The following discussion is an archived debate. Please do not modify it. To request review of this BRFA, please start a new section at WT:BRFA. The result of the discussion was  Approved.

Operator: ST47 (talk · contribs · SUL · edit count · logs · page moves · block log · rights log · ANI search)

Time filed: 07:33, Sunday, December 1, 2019 (UTC)

Function overview: Block IP addresses belonging to open proxies, public VPN services, and web hosts.

Automatic, Supervised, or Manual: Automatic

Programming language(s): Combination of Python and Perl

Source code available: No, to protect sources and testing methods. Mostly uses pywikibot to interact with the wiki.

Links to relevant discussions (where appropriate): WP:NOP authorizes open proxies to be blocked, Wikipedia:Bots/Requests for approval/ProcseeBot demonstrates that a bot may be used for this task.

Edit period(s): Continuously

Estimated number of pages affected: Initially a higher rate due to a large number of not-currently-blocked proxies, once it reaches steady state, probably about 100 logged actions per day.

Namespace(s): None

Exclusion compliant (Yes/No): No, not applicable

Adminbot (Yes/No): Yes

Function details: WP:NOP states that open proxies may be blocked at any time. Open proxies allow editors to evade blocks, avoid detection, or appear to be multiple users when they were actually only one person. Waiting until these proxies are abused is not practical, as multiple easily-searchable websites advertise thousands of such proxies. The number of blocks to be made is high enough that automation is required.

There is already a bot approved for this task. However, it is beneficial to have multiple independent tools. There are a large number of data sources out there, and I've already been able to find a number of proxies that I can access, but which haven't been blocked. I'm sure others can find things that I can't. Since this involves trying to test the proxies, operators in different geographical areas or homed to different ISPs may have different views on the internet, one ISP may "blackhole" a network that hosts a lot of malicious proxies while another ISP may not, or one bot might have an outage of some sort while another is still running normally.

This bot makes three types of blocks:

  1. Open (HTTP/HTTPS/SOCKS) proxies, tested by accessing Wikipedia through the proxy
  2. Open VPN servers, verified by at least two data sources
  3. IP ranges used for web hosting, cloud services, etc, manually reviewed and curated

In the first two cases, it uses open sources to build a list of IP addresses, which it scans through. For proxy types that can be automatically tested, the bot attempts to access the Userinfo API. VPN testing cannot easily be automated, so instead the bot performs checks against several independent sources to determine if the IP address is a VPN node or not. The original proxy list is the first source, and the bot requires positive responses from at least two more sources before blocking. Once the bot has either successfully accessed API:Userinfo through the proxy or verified the proxy against enough independent data sources, it adds the IP to a list to be blocked.

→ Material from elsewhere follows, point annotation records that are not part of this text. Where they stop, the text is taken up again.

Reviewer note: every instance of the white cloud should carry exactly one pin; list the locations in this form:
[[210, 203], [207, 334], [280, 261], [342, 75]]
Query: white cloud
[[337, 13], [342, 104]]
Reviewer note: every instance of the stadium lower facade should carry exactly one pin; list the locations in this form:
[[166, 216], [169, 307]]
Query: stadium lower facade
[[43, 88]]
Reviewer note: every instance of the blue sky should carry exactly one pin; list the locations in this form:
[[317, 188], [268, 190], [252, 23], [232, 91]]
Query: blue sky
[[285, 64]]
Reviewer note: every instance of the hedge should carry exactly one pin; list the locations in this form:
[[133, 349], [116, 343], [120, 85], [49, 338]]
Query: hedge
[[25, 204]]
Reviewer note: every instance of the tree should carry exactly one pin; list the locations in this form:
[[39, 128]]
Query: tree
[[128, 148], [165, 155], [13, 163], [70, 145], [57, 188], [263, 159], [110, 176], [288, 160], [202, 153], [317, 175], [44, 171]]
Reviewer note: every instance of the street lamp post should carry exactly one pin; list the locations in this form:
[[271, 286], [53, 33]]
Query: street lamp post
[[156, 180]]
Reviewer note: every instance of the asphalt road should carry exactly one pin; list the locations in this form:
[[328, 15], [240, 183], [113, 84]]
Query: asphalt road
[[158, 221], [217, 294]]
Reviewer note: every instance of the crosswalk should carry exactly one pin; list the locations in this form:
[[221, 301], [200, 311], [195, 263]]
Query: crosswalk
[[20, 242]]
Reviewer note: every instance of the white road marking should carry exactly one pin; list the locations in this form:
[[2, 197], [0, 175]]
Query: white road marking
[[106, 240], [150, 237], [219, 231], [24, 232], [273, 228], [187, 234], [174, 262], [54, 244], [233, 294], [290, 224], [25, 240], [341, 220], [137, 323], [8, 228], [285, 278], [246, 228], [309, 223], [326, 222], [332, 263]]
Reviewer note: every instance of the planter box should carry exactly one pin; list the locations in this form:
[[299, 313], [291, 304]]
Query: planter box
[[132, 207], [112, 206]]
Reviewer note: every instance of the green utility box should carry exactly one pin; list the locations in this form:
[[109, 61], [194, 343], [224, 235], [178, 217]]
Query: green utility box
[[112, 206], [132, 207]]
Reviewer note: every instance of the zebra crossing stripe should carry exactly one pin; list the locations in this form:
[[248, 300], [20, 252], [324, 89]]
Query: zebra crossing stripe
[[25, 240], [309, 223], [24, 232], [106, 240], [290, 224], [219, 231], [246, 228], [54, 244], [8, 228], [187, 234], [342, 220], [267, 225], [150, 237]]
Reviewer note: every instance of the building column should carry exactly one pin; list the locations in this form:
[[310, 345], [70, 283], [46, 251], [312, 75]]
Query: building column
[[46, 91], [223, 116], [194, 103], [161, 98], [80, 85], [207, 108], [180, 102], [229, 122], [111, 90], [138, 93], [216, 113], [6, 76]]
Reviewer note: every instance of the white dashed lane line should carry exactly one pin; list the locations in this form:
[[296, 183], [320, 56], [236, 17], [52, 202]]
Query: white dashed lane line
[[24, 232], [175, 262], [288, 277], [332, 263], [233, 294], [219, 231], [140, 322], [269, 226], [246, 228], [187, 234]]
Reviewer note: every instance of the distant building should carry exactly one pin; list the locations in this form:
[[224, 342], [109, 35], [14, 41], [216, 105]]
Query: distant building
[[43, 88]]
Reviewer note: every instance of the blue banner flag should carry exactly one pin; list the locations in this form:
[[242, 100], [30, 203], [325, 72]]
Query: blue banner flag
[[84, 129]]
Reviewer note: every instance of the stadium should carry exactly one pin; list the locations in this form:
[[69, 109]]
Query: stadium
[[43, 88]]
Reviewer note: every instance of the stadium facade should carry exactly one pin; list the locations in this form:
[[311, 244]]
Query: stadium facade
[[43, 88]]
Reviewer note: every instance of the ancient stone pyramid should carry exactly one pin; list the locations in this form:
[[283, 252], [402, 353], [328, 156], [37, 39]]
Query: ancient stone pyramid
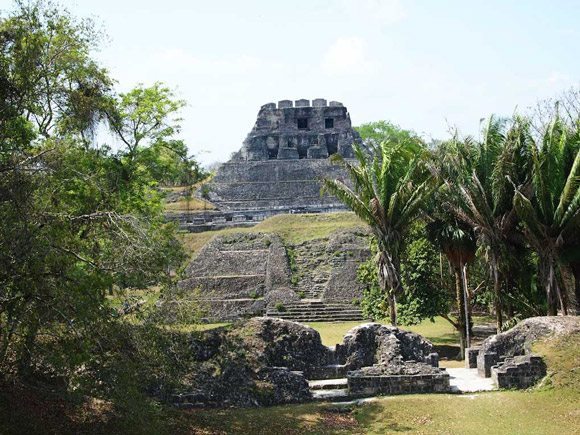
[[283, 158]]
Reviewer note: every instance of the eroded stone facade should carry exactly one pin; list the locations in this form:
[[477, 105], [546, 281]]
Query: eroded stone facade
[[283, 158]]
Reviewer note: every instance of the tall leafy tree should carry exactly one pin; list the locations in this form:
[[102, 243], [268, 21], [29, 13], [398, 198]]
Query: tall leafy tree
[[550, 207], [75, 219], [389, 183], [482, 178], [457, 241]]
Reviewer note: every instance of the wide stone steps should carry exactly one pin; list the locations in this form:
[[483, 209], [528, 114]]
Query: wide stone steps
[[329, 389], [317, 311], [328, 384]]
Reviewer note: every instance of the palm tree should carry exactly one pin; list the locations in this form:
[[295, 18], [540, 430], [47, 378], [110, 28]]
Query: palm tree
[[482, 177], [389, 184], [457, 241], [549, 207]]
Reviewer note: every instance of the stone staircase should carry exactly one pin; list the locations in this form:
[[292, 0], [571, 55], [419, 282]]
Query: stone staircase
[[329, 389], [312, 268], [317, 311]]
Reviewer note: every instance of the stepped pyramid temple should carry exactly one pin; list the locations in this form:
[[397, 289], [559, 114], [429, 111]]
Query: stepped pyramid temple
[[278, 170], [279, 166]]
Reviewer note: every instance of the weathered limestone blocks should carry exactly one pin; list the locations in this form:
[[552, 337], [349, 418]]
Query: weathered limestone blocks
[[375, 344], [250, 272], [519, 371], [471, 357], [519, 340], [346, 250], [286, 184], [298, 125], [232, 274], [409, 378]]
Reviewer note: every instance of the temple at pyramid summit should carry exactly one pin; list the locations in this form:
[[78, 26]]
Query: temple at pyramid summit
[[281, 162]]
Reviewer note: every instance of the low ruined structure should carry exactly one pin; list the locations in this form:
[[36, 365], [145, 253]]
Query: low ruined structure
[[274, 361], [507, 357]]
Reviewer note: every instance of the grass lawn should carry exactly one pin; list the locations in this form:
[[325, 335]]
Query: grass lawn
[[292, 228], [552, 409]]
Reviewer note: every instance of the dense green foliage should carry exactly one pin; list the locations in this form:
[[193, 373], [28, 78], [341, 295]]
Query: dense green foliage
[[80, 220], [425, 296], [390, 182], [509, 203]]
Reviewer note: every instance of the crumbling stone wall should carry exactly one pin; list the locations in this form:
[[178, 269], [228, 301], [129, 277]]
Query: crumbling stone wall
[[519, 340], [519, 371], [241, 274], [300, 131], [283, 159], [234, 272]]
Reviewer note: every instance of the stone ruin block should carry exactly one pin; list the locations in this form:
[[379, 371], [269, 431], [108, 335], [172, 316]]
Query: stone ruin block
[[432, 359], [361, 384], [471, 357], [268, 106], [317, 152], [485, 361], [285, 153], [519, 371]]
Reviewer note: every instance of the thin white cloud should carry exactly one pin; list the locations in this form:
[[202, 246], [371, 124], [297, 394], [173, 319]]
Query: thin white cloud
[[348, 56], [377, 11], [185, 61]]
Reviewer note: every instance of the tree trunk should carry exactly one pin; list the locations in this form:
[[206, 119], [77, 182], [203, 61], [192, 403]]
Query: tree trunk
[[549, 279], [389, 279], [393, 309], [575, 266], [460, 310], [497, 296]]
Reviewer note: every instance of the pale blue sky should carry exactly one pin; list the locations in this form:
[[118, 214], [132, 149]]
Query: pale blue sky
[[424, 65]]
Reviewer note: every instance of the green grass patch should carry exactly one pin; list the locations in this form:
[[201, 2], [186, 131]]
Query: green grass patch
[[438, 332]]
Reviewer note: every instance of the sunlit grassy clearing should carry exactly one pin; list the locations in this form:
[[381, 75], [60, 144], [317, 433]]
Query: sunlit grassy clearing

The block duration varies based on the number of previous proxy blocks of that IP address. Currently, the first block is set for 14 days, ramping up to 2 years after enough blocks. The block is set to account-creation-blocked with anon-only unselected. I.e., this is a hardblock. The block message uses ((blocked proxy)) with a comment providing enough information for me to investigate why the IP was blocked in case there is any question. If the IP is already blocked, the bot skips it. This includes if it is already subject to a local rangeblock. The bot does not check global blocks. If the proxy is an IPv6 IP, the bot blocks the /64 range.

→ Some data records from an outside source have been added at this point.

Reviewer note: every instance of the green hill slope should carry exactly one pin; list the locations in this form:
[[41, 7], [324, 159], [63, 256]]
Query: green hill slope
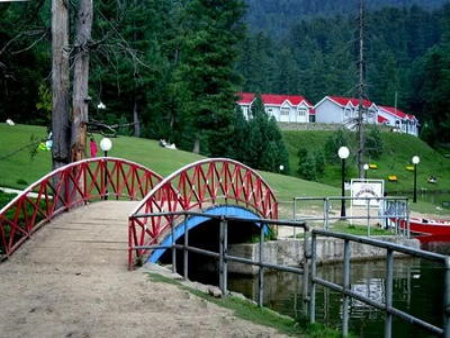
[[19, 170], [398, 152]]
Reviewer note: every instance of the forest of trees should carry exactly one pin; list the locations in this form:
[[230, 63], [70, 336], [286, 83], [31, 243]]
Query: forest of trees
[[275, 17], [174, 66], [407, 57]]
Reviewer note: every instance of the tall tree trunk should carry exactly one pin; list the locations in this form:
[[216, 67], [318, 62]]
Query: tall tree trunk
[[60, 83], [137, 125], [81, 79]]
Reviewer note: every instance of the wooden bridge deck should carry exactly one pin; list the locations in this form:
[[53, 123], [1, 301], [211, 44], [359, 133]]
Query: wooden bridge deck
[[71, 280]]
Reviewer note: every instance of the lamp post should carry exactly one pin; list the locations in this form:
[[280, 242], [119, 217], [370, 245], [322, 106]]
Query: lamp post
[[105, 146], [343, 155], [416, 161], [366, 168]]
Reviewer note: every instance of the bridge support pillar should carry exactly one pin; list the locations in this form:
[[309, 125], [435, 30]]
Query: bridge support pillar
[[223, 252]]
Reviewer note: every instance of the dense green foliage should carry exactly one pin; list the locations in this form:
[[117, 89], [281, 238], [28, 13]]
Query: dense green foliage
[[407, 57], [261, 141], [276, 16], [174, 66]]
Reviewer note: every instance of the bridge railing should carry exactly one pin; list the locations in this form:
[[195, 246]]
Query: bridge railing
[[222, 256], [67, 187], [197, 186], [308, 268], [387, 307]]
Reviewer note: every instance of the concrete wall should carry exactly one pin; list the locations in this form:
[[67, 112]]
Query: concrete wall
[[290, 252]]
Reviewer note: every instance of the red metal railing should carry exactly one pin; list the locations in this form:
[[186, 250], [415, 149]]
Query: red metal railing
[[68, 187], [196, 186]]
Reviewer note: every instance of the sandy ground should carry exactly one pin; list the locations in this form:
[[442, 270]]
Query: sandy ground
[[71, 280]]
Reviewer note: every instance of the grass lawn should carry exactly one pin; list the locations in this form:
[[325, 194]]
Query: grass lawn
[[262, 316], [398, 152], [19, 170]]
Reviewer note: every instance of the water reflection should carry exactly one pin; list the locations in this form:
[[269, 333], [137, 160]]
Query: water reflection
[[418, 290]]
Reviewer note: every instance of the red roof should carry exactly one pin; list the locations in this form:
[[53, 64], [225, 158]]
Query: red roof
[[398, 113], [273, 99], [381, 119], [343, 101]]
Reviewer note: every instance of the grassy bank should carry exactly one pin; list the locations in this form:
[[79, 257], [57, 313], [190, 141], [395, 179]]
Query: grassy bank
[[246, 310], [18, 169], [398, 152]]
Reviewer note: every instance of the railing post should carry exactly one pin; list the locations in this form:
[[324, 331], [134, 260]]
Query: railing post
[[447, 299], [312, 284], [388, 293], [346, 285], [294, 215], [174, 249], [186, 252], [261, 269], [408, 225], [305, 277], [368, 217], [223, 244]]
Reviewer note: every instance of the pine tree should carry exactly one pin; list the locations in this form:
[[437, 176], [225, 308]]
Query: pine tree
[[212, 32]]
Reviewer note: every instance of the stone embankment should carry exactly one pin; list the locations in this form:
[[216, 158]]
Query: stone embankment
[[290, 252]]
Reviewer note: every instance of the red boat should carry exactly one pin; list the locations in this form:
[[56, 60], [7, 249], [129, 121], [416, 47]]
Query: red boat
[[423, 226]]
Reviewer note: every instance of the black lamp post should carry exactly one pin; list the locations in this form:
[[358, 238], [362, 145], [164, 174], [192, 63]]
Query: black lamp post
[[416, 161], [105, 146], [343, 154]]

In the case of web hosting IP ranges, these are ranges that I identify through whois data and other sources as belonging to web hosting or other similar types of companies. I generally find an address that is being abused, usually by a spambot, and then investigate and block the entire address space assigned to web hosting at that company. In this case, I manually review the list of ranges to be blocked, and the bot blocks them for a fixed time period, generally using the ((colocationwebhost)) template, and a description of the IP ownership in the block comment. This task will never be fully automated, as it is based on me finding and deciding to block a given set of IP ranges. However, I'm bundling it with this bot request because it also entails making a large number of blocks at once.

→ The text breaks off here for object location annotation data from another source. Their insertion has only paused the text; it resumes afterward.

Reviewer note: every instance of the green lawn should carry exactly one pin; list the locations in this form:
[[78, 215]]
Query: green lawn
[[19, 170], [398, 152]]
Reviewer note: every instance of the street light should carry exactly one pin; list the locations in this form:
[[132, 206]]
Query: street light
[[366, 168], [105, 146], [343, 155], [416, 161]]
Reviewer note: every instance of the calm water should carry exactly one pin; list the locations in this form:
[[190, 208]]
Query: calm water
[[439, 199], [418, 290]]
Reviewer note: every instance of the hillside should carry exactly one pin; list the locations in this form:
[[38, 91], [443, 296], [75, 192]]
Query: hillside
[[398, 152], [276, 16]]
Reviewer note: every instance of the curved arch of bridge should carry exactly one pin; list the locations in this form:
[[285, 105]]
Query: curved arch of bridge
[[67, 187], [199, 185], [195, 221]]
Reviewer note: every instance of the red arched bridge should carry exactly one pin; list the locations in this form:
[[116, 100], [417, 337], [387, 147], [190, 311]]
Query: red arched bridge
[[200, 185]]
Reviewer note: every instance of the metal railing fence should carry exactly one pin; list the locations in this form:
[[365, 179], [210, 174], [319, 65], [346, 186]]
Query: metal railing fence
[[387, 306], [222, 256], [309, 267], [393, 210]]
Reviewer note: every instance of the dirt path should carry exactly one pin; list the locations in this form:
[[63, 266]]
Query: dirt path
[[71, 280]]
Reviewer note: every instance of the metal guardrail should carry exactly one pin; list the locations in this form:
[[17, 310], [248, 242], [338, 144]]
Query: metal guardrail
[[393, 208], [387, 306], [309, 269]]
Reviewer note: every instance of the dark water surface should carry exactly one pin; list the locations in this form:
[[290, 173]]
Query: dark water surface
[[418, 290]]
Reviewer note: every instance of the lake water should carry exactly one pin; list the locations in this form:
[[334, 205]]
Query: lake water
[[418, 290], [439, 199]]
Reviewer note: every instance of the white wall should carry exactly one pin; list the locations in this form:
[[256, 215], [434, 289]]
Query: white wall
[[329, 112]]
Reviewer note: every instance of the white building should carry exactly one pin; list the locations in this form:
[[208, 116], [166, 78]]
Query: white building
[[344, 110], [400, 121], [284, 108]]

Further, this bot may modify blocks that it initially issued, either extending them if they are near expiration and the proxy is still active, or removing them if the proxy is confirmed to be inactive. (The removal would only be after several checks in a row, over a period of time, confirm that the proxy isn't active, and this isn't currently implemented.) ST47 (talk) 07:33, 1 December 2019 (UTC)[reply]


Discussion[edit]

To which degree does this task overlap with that of User:ProcseeBot? Also, summoning their botop slakr here. Jo-Jo Eumerus (talk) 11:35, 1 December 2019 (UTC)[reply]
  • @Jo-Jo Eumerus: Same objective, but I am finding a large number of proxies that are not currently blocked, and that need to be. Possibly because I'm using different data sources or different testing methods. ST47 (talk) 18:32, 1 December 2019 (UTC)[reply]
What mechanism do you have in place to prevent wheel warring, especially with human admins? — xaosflux Talk 14:17, 1 December 2019 (UTC)[reply]
  • @Xaosflux: I will add a check that it will not block any IP address that has ever been unblocked by a human admin. Instead it will log those to a file or to userspace. ST47 (talk) 18:32, 1 December 2019 (UTC)[reply]
Does this bot support IPv6? SQLQuery me! 16:12, 1 December 2019 (UTC)[reply]
Also, as far as the major compute services (amazon, azure, google) - how are you identifying these? SQLQuery me! 16:14, 1 December 2019 (UTC)[reply]
  • @SQL: It does support IPv6, and blocks the /64 of detected IPv6 proxies. There is no special handling for the major compute services. Most of them are already blocked, if a blocked IP (including via a range block) shows up on one of the proxy lists, I currently don't even bother testing it, no point since it's already blocked. (For the ancillary task of blocking web hosting types of IP ranges, that would be through manual review of the whois information. Basically, if I CU a spambot and find that it's on some minor cloud services company's IP range, I run it through ISP rangefinder, review the netblock names, and block everything that looks webhost-y. The only automation for those is to save me from clicking the block button 100 times.) ST47 (talk) 18:32, 1 December 2019 (UTC)[reply]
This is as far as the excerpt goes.